部活に加えて体育の授業も多く、心身ともに鍛えられました(左が佐藤さん)

学生時代のベストは手動計時で11秒0。 インカレメンバーには届かず、Bブロックで練習を重ね記録会などに出場していました。

「4年間でいろんな発見がありつつ、自分に対しての甘えがありました。今思うと、走ることや単純に筋力を上げることばっかりやっていたなと。もともとの体の使い方、運動能力を上げていかないと、と感じます。今、仕事で体の使い方や自分の体をコントロールするといったことをやっていますが、当時はそこまでの考えが及ばなかったですね」。当時は不器用な走り方をしていたといいます。

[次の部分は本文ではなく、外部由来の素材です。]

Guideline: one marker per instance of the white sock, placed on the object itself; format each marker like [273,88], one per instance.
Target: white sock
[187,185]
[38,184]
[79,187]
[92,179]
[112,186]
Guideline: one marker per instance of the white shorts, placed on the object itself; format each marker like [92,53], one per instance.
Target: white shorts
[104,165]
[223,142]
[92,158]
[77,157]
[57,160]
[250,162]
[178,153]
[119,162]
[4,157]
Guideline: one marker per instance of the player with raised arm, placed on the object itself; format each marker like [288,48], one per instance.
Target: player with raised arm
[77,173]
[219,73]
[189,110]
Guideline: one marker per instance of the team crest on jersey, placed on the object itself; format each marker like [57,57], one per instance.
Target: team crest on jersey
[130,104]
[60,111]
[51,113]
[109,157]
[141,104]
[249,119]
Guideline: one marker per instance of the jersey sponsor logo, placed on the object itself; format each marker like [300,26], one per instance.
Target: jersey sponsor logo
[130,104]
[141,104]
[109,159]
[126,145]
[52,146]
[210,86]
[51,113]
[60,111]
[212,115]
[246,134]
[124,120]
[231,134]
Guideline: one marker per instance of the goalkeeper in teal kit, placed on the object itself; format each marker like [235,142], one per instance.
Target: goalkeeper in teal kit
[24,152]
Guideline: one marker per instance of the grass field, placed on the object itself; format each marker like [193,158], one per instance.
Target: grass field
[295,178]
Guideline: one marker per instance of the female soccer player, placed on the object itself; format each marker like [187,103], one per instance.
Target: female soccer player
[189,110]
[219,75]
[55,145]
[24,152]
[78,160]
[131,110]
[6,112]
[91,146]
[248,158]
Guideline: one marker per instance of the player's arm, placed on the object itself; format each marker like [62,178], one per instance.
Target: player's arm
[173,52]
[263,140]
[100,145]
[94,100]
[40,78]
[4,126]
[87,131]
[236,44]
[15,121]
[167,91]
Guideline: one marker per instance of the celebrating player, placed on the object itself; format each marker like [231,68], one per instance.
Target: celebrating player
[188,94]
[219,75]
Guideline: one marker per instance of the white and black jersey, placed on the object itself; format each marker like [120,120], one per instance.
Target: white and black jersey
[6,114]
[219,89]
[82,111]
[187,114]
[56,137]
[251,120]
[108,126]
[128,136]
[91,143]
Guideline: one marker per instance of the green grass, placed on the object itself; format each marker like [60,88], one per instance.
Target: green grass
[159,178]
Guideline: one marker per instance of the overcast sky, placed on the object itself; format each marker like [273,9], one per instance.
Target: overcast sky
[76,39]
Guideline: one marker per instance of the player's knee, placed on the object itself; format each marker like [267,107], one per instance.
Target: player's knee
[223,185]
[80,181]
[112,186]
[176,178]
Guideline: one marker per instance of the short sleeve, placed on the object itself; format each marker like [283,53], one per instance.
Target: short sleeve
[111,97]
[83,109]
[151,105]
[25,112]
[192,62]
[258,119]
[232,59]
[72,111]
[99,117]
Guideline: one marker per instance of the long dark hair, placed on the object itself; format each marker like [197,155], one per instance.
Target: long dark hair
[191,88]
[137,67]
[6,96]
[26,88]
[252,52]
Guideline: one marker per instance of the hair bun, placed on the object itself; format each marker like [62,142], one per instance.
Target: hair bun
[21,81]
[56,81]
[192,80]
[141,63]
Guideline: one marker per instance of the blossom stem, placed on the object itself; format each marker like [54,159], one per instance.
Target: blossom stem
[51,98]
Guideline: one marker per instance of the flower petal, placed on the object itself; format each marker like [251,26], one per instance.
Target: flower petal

部員約400名という大所帯で過ごした4年間でした(中央で座っているのが佐藤さん)

社会人で人生初の10秒台をマーク

大学卒業後、地元・新潟に戻って高校の非常勤講師に。生徒に教えながら競技も継続していました。

「自分の体で試してみて、正しい理論を学んで、そして教えるといった手順でした。今までよりも陸上を勉強するようになりましたし、どういう風に動けば効率的か、映像もたくさん見るようになりましたし、自分自身のレベルも上げることができました」。教えているうちに佐藤さんの競技力も向上し、27歳で電動計時で人生初の10秒台となる10秒86をマーク。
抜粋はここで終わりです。